Die Idee, dass Götter Menschen werden, oder besser Menschengestalt annehmen, ist auch in der griechischen und römischen Mythologie nicht fremd. Aber das hier ist etwas anderes, für die Griechen eine Torheit Gott kommt nicht in Menschengestalt auf die Erde, weil er sich etwa in einen Menschenfrau verliebt hätte oder einen Krieg zu Gunsten des ihm treuen Volkes beeinflussen will.
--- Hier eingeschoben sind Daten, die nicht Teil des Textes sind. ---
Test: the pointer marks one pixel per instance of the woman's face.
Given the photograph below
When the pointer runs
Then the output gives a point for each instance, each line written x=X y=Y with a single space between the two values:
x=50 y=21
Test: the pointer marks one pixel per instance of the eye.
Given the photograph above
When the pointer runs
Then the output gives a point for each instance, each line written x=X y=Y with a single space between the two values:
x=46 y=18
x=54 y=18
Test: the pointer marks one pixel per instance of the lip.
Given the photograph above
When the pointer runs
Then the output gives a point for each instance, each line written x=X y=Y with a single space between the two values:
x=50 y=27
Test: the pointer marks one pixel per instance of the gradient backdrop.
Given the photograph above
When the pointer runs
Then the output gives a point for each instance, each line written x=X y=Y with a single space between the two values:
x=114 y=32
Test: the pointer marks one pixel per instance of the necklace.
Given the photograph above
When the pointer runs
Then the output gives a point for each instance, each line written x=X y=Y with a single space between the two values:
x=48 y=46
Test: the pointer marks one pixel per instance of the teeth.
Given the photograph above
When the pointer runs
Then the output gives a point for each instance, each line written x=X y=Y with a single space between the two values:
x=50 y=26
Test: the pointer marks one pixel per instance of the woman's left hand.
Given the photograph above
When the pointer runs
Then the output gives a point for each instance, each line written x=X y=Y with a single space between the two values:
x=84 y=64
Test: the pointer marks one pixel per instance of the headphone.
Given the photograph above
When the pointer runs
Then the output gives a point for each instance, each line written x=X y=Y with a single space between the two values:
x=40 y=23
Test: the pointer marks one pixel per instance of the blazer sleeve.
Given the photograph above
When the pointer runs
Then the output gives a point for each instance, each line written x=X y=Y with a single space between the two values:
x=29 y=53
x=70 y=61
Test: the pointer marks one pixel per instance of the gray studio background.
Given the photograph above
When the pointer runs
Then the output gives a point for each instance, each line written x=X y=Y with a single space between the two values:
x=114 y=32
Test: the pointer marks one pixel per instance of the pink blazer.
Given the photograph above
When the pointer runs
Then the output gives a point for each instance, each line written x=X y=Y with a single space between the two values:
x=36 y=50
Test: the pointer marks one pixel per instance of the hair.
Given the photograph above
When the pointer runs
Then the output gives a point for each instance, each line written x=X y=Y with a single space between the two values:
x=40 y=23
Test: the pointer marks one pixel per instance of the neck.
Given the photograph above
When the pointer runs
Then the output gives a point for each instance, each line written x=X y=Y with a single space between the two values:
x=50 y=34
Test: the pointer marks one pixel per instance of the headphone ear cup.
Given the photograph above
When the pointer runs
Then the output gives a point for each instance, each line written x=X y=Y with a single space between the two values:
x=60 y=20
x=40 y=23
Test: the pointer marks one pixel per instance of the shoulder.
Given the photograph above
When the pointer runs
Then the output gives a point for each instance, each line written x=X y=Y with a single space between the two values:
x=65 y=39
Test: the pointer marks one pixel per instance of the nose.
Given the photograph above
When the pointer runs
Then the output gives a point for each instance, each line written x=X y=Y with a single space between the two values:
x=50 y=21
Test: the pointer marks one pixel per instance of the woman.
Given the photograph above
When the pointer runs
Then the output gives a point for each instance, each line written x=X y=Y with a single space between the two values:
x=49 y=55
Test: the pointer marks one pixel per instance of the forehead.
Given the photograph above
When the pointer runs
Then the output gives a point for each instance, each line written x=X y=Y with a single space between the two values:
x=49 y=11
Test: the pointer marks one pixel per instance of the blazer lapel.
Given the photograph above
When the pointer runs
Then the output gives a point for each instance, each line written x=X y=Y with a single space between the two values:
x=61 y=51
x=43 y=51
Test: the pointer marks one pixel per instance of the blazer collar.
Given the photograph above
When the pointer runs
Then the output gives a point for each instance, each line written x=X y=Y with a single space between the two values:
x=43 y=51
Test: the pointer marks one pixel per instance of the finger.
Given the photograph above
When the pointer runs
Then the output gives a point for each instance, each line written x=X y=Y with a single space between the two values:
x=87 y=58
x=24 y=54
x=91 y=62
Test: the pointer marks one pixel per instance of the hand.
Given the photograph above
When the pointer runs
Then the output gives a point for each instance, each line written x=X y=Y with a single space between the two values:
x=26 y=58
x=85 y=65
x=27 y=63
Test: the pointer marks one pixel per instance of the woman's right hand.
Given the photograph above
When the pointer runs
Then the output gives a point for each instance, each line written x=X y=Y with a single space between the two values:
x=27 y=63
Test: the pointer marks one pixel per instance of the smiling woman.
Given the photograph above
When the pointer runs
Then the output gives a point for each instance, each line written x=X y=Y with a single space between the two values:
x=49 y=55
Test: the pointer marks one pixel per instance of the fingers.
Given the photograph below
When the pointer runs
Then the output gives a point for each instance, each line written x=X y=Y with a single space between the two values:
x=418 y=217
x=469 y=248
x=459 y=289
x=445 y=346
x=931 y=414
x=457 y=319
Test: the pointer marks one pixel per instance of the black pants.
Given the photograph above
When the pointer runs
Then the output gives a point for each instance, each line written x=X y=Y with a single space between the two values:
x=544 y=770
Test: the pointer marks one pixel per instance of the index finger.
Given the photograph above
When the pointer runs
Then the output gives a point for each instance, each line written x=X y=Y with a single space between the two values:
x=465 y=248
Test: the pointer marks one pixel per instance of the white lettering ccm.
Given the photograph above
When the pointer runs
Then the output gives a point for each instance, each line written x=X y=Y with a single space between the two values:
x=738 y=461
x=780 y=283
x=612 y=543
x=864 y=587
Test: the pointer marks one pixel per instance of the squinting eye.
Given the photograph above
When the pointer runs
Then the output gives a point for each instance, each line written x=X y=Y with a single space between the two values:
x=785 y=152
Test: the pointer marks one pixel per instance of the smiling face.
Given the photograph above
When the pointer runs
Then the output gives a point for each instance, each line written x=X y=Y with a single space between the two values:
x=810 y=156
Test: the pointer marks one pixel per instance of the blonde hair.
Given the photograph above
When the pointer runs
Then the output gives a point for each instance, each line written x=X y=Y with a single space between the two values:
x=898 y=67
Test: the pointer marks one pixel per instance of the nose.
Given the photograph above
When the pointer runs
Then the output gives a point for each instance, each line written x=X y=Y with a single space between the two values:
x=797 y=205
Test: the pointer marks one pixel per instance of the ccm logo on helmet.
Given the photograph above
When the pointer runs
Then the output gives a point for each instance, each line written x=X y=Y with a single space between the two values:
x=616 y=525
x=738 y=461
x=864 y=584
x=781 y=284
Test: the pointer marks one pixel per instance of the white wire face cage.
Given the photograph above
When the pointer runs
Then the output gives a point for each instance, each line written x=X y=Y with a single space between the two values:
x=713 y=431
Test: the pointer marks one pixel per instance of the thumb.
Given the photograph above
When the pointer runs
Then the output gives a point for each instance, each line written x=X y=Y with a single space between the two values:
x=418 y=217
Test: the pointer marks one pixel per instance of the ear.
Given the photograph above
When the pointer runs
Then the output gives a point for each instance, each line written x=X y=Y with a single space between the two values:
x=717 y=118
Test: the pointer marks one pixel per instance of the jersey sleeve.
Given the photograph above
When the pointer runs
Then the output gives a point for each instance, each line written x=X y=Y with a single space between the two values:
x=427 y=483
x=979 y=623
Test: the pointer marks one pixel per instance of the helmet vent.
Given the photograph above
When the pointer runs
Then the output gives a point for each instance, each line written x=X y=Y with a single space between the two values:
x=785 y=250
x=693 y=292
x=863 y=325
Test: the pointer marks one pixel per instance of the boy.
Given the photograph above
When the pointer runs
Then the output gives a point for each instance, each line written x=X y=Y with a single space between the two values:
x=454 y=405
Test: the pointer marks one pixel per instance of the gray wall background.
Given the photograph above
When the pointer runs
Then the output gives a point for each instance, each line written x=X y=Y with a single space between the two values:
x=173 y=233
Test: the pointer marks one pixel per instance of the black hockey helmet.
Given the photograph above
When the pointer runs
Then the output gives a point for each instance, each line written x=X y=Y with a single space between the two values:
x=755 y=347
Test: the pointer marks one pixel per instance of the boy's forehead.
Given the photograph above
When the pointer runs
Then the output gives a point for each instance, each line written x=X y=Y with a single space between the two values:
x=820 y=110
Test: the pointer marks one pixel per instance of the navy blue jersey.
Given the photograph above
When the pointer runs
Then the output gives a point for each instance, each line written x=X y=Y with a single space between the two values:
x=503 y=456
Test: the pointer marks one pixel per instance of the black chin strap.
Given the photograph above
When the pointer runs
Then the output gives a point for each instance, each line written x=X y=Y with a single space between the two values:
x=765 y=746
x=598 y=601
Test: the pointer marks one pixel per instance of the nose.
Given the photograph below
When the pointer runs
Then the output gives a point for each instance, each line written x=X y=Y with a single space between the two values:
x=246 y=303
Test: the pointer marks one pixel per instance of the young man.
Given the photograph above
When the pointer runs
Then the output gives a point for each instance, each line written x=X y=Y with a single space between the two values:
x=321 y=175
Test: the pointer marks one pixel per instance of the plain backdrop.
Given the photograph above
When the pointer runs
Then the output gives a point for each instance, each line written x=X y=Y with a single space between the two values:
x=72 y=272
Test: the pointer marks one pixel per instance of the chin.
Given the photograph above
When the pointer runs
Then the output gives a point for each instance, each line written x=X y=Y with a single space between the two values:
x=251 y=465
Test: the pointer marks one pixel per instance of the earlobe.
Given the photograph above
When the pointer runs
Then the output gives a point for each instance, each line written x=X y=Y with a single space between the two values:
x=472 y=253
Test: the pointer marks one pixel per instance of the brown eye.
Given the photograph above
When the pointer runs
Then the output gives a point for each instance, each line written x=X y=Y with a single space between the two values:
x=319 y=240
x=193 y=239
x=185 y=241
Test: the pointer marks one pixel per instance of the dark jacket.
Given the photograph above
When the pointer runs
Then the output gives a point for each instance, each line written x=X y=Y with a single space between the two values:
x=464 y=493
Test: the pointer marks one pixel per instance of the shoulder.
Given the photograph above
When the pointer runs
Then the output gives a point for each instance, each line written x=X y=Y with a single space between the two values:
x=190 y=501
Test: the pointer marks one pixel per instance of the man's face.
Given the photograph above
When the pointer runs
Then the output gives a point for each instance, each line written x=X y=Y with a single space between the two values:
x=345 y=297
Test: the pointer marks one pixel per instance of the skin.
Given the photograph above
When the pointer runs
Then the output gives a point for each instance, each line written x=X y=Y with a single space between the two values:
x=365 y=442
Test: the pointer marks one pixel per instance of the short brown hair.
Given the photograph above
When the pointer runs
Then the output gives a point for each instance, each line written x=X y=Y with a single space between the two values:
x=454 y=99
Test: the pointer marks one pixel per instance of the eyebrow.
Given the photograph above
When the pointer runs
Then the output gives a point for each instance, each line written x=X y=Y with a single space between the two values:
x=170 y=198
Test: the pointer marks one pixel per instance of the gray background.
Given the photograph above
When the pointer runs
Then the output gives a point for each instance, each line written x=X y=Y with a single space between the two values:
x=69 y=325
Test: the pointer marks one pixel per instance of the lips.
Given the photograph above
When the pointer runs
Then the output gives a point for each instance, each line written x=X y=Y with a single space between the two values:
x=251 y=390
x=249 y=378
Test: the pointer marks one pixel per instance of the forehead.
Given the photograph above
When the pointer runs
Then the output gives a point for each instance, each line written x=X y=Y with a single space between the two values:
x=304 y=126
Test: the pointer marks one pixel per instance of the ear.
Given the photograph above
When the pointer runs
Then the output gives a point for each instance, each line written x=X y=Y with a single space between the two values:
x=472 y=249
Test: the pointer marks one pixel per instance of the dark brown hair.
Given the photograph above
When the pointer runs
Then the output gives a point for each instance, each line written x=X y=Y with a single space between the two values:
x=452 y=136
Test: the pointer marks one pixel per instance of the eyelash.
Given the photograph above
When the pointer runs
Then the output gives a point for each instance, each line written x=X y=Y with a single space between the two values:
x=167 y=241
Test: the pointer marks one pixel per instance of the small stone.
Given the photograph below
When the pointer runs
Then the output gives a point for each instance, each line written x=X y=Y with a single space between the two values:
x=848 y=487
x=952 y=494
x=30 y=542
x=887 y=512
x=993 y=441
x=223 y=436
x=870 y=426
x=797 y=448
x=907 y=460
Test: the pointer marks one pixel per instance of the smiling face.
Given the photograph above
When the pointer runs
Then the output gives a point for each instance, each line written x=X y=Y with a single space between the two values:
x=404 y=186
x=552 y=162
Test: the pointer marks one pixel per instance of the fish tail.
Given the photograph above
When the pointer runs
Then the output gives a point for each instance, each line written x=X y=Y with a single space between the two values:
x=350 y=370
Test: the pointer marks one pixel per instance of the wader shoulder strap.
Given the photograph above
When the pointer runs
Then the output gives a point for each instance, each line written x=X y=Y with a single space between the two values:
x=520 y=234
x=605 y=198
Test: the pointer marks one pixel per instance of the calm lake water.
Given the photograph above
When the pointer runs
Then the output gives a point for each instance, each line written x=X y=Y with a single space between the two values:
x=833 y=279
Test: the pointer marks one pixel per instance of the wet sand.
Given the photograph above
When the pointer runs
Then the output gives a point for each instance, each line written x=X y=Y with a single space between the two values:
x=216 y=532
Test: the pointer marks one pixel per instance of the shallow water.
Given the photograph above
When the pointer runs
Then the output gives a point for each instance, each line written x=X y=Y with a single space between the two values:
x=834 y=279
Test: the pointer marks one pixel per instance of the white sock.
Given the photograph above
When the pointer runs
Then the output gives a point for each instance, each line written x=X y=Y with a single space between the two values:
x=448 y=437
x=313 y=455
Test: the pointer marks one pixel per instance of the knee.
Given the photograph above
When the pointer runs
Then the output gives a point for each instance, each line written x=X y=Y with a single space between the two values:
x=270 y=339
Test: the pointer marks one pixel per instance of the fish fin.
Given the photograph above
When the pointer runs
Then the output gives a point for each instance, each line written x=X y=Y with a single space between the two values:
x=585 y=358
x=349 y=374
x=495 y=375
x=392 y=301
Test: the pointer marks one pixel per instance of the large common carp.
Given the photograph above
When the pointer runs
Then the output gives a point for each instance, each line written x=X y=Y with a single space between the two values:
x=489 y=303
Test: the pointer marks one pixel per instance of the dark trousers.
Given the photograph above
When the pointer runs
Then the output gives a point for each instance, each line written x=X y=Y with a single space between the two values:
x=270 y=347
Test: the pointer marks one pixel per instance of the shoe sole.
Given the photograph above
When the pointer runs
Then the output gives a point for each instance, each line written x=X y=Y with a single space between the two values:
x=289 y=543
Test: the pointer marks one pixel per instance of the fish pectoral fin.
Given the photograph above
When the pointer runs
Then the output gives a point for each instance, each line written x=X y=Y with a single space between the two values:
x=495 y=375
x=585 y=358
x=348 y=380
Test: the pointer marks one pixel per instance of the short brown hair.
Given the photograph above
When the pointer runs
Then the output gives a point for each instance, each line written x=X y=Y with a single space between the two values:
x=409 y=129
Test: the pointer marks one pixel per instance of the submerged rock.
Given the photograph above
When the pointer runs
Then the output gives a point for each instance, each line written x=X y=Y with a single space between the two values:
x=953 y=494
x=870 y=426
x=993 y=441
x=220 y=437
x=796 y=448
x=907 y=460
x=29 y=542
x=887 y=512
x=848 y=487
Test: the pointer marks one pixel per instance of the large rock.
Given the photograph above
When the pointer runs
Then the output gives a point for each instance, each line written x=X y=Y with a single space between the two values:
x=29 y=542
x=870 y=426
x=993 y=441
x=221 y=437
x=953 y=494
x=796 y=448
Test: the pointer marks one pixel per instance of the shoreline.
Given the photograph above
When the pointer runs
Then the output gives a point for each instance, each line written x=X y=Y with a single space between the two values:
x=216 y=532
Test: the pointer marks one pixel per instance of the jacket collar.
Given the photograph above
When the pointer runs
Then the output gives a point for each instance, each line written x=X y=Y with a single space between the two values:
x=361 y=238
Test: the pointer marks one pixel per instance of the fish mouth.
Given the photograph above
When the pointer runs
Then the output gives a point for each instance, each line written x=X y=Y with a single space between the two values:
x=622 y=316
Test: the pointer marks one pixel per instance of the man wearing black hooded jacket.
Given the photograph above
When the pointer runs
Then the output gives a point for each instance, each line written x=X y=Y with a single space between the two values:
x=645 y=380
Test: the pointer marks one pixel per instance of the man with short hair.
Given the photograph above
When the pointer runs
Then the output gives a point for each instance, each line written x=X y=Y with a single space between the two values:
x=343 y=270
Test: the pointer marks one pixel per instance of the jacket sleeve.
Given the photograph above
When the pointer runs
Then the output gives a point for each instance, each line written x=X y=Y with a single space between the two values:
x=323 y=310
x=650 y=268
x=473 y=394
Nein, unser Gott ist Mensch geworden, keine Menschengestalt die im Grunde doch nur ganz Gott ist! Er ist ganz Mensch und ganz Gott, ein Geheimnis, dass man am Ende wohl nur glaubend annehmen kann und nicht verstehen wird. Und diese Menschwerdung mit einem Zweck, der sich nur aus Liebe erklären lässt: uns zur Liebe zu führen, aus der Sünde zu erlösen, letztlich vom Tod zu befreien! Kein nach menschlichen Maßstäben messbarer Vorteil für Gott sondern reine Liebe!
Wenn wir das wirklich glauben, dann ist es in der Tat angemessen, auch anderen Menschen in Liebe zu begegnen und sie, wenn uns denn nichts anderes einfällt, mit Geschenken zu erfreuen im Andenken an das, was wir zu Weihnachten feiern. Es ist in der Tat angemessen, vor allem die Kinder zu beschenken, denn Gott ist nicht einfach als erwachsener Mensch auf die Erde gekommen: er hat in Marias Leib wie jeder andere Mensch Gestalt angenommen, wurde geboren, hat in Windeln gemacht, erste Zähne bekommen, kriechen, krabbeln, laufen gelernt, seine ersten Worte gebrabbelt (vielleicht hat Weihnachten in diesem Jahr für mich auch deshalb noch mal eine andere Bedeutung bekommen, weil im Januar unser Sohn geboren ist?!) Jedes Kind – auch ein noch unbeborenes – kann und soll daher für uns auch ein Symbol dafür sein, wie sich Gott erniedrigt hat, indem er ein solch hilfloser Mensch geworden ist. Und es ist in der Tag auch angemessen, für die Armen und Leidenden in der Welt zu spenden, denn Christus selbst ist für uns arm geworden, ohne materiellen Besitz, sein Leben von Klein auf bedroht. Jeder hungernde Mensch, jeder leidende Mensch, jeder Mensch auf der Flucht erinnert uns daran: das hat auch Jesus auf sich genommen in dem er Mensch wurde!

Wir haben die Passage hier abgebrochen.